In response to a question on the company’s thoughts on dividends and share buybacks at the FY 2023 results briefing, MAOFF noted that its “2023 financial performance was good having realized a profitability turnaround” and indicated that it is “willing to share the fruits of success with shareholders.”
Maoyan Entertainment was loss-making for full-year FY 2020, and the 2H 2021 and the 2H 2022 interim periods as well due to the pandemic and related lock-downs in China. Notably, the company was profitable for both 1H 2023 and 2H 2023, and achieved a normalized net income of RMB1,029 million for full-year 2023.
Looking ahead, the analysts forecast that MAOFF’s normalized net profit will decrease by -6% to RMB972 million (source: S&P Capital IQ) in fiscal 2024. The sell-side’s expectations of Maoyan maintaining positive earnings this year are realistic.
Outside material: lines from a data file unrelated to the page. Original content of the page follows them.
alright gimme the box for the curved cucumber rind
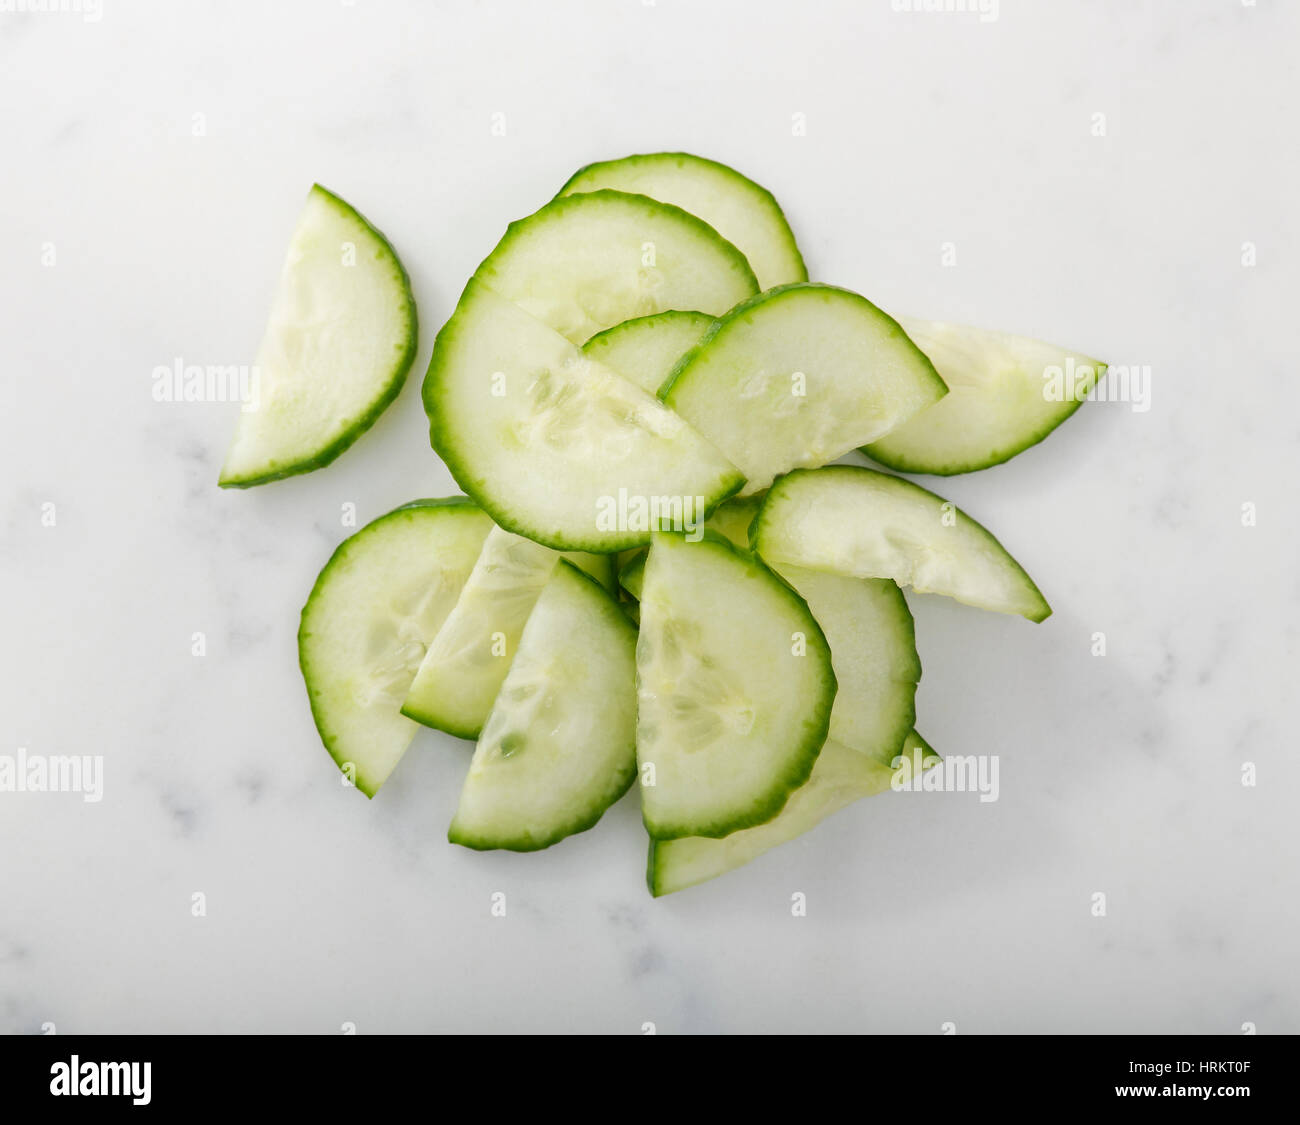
[473,189,759,345]
[400,526,612,739]
[449,561,638,851]
[648,730,938,896]
[557,151,808,290]
[636,532,836,841]
[662,284,949,494]
[753,466,1052,622]
[423,278,745,552]
[770,567,919,763]
[219,184,418,488]
[298,497,492,797]
[581,310,716,396]
[864,317,1107,475]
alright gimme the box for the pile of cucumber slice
[225,152,1102,895]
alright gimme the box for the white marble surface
[2,0,1297,1034]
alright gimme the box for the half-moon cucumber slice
[662,284,948,494]
[298,498,492,797]
[220,184,417,488]
[648,731,939,896]
[864,317,1107,475]
[769,566,919,762]
[752,466,1051,622]
[473,189,758,344]
[581,310,715,396]
[448,561,638,851]
[401,526,612,739]
[557,151,807,290]
[636,532,836,840]
[423,279,743,552]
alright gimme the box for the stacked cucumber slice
[224,153,1101,895]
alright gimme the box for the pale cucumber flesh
[558,152,808,290]
[401,526,612,739]
[769,566,919,763]
[581,310,715,396]
[865,316,1106,475]
[473,189,758,345]
[663,284,948,494]
[754,466,1051,622]
[298,499,492,797]
[423,279,744,552]
[220,184,416,488]
[449,561,638,851]
[636,533,836,840]
[648,731,939,896]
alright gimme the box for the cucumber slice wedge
[770,567,919,762]
[473,189,758,344]
[753,466,1052,622]
[618,497,762,601]
[449,561,638,851]
[636,532,836,840]
[219,184,417,488]
[648,731,938,896]
[703,493,764,548]
[423,279,744,552]
[581,310,715,395]
[401,526,612,739]
[558,152,808,290]
[662,284,948,494]
[864,317,1107,475]
[298,498,492,797]
[618,549,647,602]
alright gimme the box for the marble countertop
[2,0,1296,1034]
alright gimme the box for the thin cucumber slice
[401,526,612,739]
[864,317,1107,475]
[449,561,638,851]
[473,189,758,345]
[648,731,938,896]
[662,284,948,494]
[298,498,492,797]
[219,184,417,488]
[423,279,744,552]
[770,567,918,763]
[636,532,836,840]
[581,310,715,395]
[753,466,1051,622]
[617,498,761,601]
[558,152,808,290]
[618,549,647,601]
[703,493,764,548]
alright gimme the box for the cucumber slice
[662,284,948,495]
[753,466,1052,622]
[618,549,647,601]
[636,532,836,840]
[770,567,918,762]
[423,279,744,552]
[648,731,938,896]
[449,561,638,851]
[617,497,762,601]
[703,493,764,548]
[219,184,417,488]
[401,526,612,739]
[864,317,1107,475]
[473,189,758,345]
[558,152,808,290]
[581,310,715,395]
[298,498,492,797]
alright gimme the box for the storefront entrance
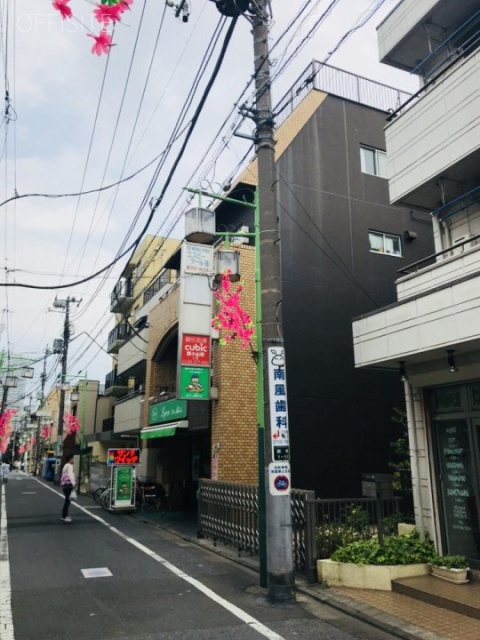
[431,383,480,567]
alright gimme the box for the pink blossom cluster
[212,272,255,349]
[63,413,81,438]
[40,424,52,440]
[52,0,134,55]
[0,409,16,454]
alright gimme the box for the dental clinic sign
[149,399,187,426]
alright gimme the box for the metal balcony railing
[143,270,175,305]
[107,322,131,352]
[276,61,411,127]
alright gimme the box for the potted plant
[430,554,469,584]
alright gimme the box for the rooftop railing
[276,61,412,126]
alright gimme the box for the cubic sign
[181,334,211,366]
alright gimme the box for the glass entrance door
[434,419,480,563]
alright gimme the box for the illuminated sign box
[107,448,140,466]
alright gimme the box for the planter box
[430,564,469,584]
[317,559,430,591]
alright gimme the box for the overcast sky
[0,0,415,401]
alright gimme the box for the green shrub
[316,505,372,560]
[431,554,468,569]
[330,532,436,566]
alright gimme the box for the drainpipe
[404,380,425,538]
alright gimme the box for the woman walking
[60,454,76,523]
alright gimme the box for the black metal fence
[197,479,403,583]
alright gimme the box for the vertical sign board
[113,465,135,509]
[177,242,213,401]
[267,346,291,495]
[267,347,290,461]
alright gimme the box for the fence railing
[276,61,411,127]
[197,479,403,583]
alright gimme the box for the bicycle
[93,486,106,505]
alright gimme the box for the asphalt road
[1,473,400,640]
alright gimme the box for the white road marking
[0,488,15,640]
[81,568,113,578]
[39,481,285,640]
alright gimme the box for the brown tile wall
[211,245,258,484]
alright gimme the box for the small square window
[369,231,402,257]
[360,146,387,178]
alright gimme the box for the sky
[0,0,416,405]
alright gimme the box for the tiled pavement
[326,586,480,640]
[137,509,480,640]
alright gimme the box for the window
[360,145,387,178]
[369,231,402,257]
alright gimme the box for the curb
[133,513,450,640]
In the preceding section, I mentioned that the consensus FY 2024 top line growth estimate for MAOFF was +5%, and this is reasonable considering the revenue contribution from non-film offerings like concert ticketing services, and the absence of COVID-related headwinds for the movie industry. Also, the company has been managing its expenses well. Specifically, Maoyan Entertainment’s SG&A (Selling, General & Administrative) costs-to-revenue ratio decreased from 34% in 2022 to 26% for 2023.
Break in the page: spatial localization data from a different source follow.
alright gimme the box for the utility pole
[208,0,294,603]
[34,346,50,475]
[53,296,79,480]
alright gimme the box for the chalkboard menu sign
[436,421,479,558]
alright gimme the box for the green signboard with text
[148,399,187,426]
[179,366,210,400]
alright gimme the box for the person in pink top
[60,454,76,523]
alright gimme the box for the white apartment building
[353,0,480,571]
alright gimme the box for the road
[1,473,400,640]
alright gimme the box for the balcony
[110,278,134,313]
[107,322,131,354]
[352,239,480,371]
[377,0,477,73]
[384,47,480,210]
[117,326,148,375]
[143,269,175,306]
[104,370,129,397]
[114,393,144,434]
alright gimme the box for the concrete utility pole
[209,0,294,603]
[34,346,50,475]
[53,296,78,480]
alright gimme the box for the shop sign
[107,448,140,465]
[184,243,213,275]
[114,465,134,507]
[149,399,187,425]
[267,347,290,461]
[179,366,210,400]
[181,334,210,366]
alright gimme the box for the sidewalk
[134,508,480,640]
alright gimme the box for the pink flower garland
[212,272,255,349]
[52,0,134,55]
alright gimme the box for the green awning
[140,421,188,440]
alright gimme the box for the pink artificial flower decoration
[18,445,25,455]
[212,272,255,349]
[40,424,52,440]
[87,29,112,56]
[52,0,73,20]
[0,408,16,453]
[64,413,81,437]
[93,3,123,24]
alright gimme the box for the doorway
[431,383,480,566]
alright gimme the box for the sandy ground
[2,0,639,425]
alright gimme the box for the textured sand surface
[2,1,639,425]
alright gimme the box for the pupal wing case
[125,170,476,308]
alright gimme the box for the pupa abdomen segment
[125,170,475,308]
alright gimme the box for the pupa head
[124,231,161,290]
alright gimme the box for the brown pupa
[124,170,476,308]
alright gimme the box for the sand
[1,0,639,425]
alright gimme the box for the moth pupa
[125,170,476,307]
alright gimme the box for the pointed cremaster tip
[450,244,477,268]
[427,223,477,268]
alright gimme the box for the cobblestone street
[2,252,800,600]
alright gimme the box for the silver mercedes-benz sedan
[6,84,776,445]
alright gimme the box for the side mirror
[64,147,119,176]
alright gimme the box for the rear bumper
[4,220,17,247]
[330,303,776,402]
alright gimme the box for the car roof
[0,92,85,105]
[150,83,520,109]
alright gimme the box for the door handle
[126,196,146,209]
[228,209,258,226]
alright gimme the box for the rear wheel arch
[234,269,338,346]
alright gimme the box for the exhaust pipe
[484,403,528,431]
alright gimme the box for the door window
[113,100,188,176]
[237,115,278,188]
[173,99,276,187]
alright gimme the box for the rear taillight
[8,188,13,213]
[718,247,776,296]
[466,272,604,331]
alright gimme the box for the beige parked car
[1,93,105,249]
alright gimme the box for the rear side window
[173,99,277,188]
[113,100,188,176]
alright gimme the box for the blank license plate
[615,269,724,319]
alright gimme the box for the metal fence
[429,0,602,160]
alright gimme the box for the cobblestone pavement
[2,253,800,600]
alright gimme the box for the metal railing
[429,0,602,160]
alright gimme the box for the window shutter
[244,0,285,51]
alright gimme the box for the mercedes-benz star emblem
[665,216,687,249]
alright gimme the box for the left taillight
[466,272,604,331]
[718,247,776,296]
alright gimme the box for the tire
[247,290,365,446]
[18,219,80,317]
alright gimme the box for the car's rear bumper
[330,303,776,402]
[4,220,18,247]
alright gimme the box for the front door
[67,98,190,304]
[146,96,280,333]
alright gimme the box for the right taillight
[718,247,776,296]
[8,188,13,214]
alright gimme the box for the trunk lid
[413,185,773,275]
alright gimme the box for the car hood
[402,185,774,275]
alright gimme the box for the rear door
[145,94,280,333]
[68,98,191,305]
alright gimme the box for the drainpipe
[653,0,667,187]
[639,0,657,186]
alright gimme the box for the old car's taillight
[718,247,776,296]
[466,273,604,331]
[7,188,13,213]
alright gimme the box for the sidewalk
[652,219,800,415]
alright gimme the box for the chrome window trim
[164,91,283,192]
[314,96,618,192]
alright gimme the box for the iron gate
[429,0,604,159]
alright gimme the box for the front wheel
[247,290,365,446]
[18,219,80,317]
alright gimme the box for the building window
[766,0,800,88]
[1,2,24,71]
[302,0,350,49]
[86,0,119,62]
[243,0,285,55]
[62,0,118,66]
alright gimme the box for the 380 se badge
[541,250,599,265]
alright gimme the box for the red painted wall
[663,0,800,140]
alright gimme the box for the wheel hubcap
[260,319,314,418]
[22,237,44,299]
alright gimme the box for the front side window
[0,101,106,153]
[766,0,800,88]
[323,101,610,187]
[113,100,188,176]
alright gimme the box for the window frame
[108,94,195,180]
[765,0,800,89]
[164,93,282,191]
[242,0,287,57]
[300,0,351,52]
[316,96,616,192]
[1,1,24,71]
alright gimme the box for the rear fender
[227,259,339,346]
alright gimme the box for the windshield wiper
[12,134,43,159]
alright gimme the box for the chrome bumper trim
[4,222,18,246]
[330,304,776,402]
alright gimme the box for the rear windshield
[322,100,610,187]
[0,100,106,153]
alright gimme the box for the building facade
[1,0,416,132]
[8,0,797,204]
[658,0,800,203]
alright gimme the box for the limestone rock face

Also, Chinese listed companies in general are more likely to initiate dividends or raise dividend payout ratios in response to the regulatory authorities’ advice or guidance. Goldman Sachs (GS) recently issued a June 24, 2024 research report (not publicly available) titled “The Returns Of Shareholders In China.” In this report, it is noted that Goldman Sachs analysts’ “meetings with the CSRC (China Securities Regulatory Commission) suggest that the policy commitment from regulators to encourage (Chinese) companies to return cash to shareholders via dividends and buybacks is high.”
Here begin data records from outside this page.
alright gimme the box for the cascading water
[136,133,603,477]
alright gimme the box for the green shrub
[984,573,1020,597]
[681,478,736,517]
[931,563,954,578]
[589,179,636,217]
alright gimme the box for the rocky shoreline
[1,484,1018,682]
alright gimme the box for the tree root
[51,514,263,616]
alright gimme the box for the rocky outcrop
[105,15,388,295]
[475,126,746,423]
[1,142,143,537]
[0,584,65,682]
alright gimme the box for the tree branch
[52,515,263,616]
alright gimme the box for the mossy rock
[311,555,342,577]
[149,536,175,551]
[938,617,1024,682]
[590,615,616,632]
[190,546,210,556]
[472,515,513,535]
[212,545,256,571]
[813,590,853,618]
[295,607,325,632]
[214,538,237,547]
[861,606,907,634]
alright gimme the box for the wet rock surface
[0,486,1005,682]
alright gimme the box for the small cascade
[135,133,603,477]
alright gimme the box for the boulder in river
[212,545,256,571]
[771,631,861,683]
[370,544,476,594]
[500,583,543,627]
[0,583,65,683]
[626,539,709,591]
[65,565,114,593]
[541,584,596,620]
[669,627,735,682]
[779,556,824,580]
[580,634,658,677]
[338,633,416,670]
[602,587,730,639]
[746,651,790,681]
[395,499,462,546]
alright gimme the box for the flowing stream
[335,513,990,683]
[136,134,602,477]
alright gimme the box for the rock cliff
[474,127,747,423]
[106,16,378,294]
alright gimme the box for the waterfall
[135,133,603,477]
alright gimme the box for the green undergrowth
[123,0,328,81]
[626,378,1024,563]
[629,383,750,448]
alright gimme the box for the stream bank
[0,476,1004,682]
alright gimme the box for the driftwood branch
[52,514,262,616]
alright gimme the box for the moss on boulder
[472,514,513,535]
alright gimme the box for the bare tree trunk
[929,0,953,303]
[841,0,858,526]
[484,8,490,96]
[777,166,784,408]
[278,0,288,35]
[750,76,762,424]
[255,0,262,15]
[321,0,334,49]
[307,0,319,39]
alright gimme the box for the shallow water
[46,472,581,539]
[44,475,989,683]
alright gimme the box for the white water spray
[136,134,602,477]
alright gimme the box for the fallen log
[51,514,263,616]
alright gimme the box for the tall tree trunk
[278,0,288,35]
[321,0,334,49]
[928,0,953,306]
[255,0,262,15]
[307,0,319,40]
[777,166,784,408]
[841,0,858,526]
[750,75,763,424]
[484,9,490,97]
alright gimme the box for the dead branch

In a nutshell, I think that the expectations of positive earnings for FY 2024 and pressure from regulatory authorities regarding shareholder capital return suggest that a potential dividend initiation for Maoyan Entertainment is likely. This will be a key positive for MAOFF.
Closing Thoughts
A Hold rating for Maoyan Entertainment is justified. While the stock has a potential dividend initiation catalyst, the company’s top line growth outlook is uninspiring. The stock is reasonably valued based on its Price-to-Earnings Growth or PEG multiple of 1.1 times. My PEG metric for Maoyan Entertainment is derived based on the stock’s consensus next twelve months’ normalized P/E of 8.4 times and its consensus FY 2023-2026 normalized earnings CAGR of +7.7% (source: S&P Capital IQ).